I spent the last few days reading a lot of material on U.S intervention in foreign wars, humanitarian intervention, and genocide in different parts of the world. Presently, I am researching the unending conflict in the Horn of Africa; these conflicts are mostly between Ethiopia–Eritrea and Somalia–Ethiopia. Off course, Sudan, Djibouti, and Kenya are regional players in these conflicts wittingly or otherwise, and the complex array of militias or rebel groups make things that much more complex. We have to spend some separate time on Sudan because we are witnessing genocide in progress in the Darfur region in Western Sudan, and the world is sitting and watching the systematic extermination of ethnic Sudanese by the Arab majority.

Now returning to our focus on Horn of Africa, Ethiopia, Eritrea, and Somalia are in one of the most famine and conflict prone regions in the world. The question before us is this: do militarized conflicts cause famine or does famine and drought lead to militarized conflict? This question is not trivial and it is not necessarily a chicken and egg problem.

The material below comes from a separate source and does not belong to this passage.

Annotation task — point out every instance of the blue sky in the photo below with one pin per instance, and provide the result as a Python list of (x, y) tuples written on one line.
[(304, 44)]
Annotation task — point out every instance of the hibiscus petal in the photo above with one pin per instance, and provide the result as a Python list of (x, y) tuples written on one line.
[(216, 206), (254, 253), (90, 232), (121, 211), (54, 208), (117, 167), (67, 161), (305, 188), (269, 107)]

There are definite causal chains that produce wars, famines, and large-scale social destabilization. For instance, Somalia has been in near continuous state of conflict since the late 1980s and Ethiopia has experienced famines and drought of Biblical proportions.

I am not even going to pose the question is there hope for these countries, but instead ask how do we break the continual cycle of conflict, destabilization, and famines. Second, what should be the role of international relief and various UN agencies, and what role should the UN member nations play in intervening in these types of complex humanitarian crisis?  Something we will ponder in the remaining few weeks of this semester.